# This is amazing and very cool!



## The Guy (Nov 26, 2010)

check it out.OK Go - This Too Shall Pass - Rube Goldberg Machine version - Official - YouTube


----------



## Aquaman (Apr 21, 2010)

LMAO that was good,a lot of work went into that with all the planning and set up....


----------



## J'sRacing (Apr 25, 2012)

Ruth Goldberg- the epitome of Time Wasters.


----------



## neven (May 15, 2010)

Those guys have had a few very unique and fun to watch music videos. As for a waste of time, hardly.

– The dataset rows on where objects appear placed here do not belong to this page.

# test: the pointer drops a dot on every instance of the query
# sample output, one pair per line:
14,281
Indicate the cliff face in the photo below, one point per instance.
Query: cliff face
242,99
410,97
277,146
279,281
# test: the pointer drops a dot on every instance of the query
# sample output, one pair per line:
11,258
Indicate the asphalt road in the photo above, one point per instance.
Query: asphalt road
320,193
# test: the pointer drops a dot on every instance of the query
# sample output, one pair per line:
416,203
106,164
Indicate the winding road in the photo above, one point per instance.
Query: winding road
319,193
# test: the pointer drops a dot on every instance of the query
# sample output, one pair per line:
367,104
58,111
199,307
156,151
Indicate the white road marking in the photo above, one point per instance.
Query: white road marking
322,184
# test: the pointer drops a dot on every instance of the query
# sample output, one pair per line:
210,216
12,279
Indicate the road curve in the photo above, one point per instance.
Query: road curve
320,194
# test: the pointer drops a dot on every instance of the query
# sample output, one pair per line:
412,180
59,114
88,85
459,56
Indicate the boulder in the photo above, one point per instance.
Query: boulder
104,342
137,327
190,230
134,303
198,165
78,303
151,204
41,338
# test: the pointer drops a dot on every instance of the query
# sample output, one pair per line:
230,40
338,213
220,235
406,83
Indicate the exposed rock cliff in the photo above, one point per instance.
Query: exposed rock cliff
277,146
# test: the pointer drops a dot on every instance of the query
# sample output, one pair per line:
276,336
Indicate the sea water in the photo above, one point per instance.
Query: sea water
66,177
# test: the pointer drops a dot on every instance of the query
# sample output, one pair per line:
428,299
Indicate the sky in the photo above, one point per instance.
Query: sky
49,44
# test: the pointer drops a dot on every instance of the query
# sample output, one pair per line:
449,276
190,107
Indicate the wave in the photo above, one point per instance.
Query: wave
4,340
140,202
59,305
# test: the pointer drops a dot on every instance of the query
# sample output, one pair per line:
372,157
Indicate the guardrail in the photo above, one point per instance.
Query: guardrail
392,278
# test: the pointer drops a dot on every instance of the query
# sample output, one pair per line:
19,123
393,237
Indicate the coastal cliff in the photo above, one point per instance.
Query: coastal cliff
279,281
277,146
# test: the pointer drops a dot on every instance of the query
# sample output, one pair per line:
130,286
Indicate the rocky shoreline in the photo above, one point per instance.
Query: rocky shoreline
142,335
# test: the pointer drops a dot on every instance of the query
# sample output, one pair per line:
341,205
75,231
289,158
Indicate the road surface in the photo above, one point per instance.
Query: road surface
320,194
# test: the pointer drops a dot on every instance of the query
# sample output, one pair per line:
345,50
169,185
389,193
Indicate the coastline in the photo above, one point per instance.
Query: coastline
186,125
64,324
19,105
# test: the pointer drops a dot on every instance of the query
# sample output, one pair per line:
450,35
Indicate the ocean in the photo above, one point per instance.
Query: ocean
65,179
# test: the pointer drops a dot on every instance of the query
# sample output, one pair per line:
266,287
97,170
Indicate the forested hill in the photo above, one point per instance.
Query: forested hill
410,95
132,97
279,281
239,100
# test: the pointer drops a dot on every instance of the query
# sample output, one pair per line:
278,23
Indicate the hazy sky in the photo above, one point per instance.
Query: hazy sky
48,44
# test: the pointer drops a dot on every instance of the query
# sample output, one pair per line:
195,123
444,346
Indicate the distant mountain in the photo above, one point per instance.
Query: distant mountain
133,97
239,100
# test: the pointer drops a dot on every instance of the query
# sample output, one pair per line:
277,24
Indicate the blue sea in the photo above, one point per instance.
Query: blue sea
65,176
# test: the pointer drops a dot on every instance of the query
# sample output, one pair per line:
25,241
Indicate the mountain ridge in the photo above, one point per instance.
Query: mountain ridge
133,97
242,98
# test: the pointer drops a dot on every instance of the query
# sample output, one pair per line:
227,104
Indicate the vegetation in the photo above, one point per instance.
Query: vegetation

With our hobby, many think what we do is a waste of time. What matters is the fun of doing something like that. 
Sent from my SAMSUNG-SGH-I896 using Xparent Green Tapatalk 2


----------



## Tiwaz (May 5, 2011)

That was pretty amazing, music wasn't bad either.


----------



## Nicole (Nov 21, 2011)

Haha that was awesome, imagine how many tries it took.


----------



## roadrunner (Apr 25, 2010)

that was cool! I wish I could be there and watch the final take


----------



## gklaw (May 31, 2010)

So Laurie. This is what retirement looks like with Internet - looking up cool video. Wonder what they do before internet


----------



## effox (Apr 21, 2010)

You can get an idea of how many trials\failed attempts they got by seeing how many broken tv's were stacked on the side in that one scene.


----------



## IceBlue (Mar 17, 2011)

Very cool. Beats the plain old domino's.


----------



## macframalama (Apr 17, 2012)

what else can i say ... you watched it , totally awesome


----------



## snow (Apr 21, 2010)

That was incredible. Must have taken many tries to get it right.


----------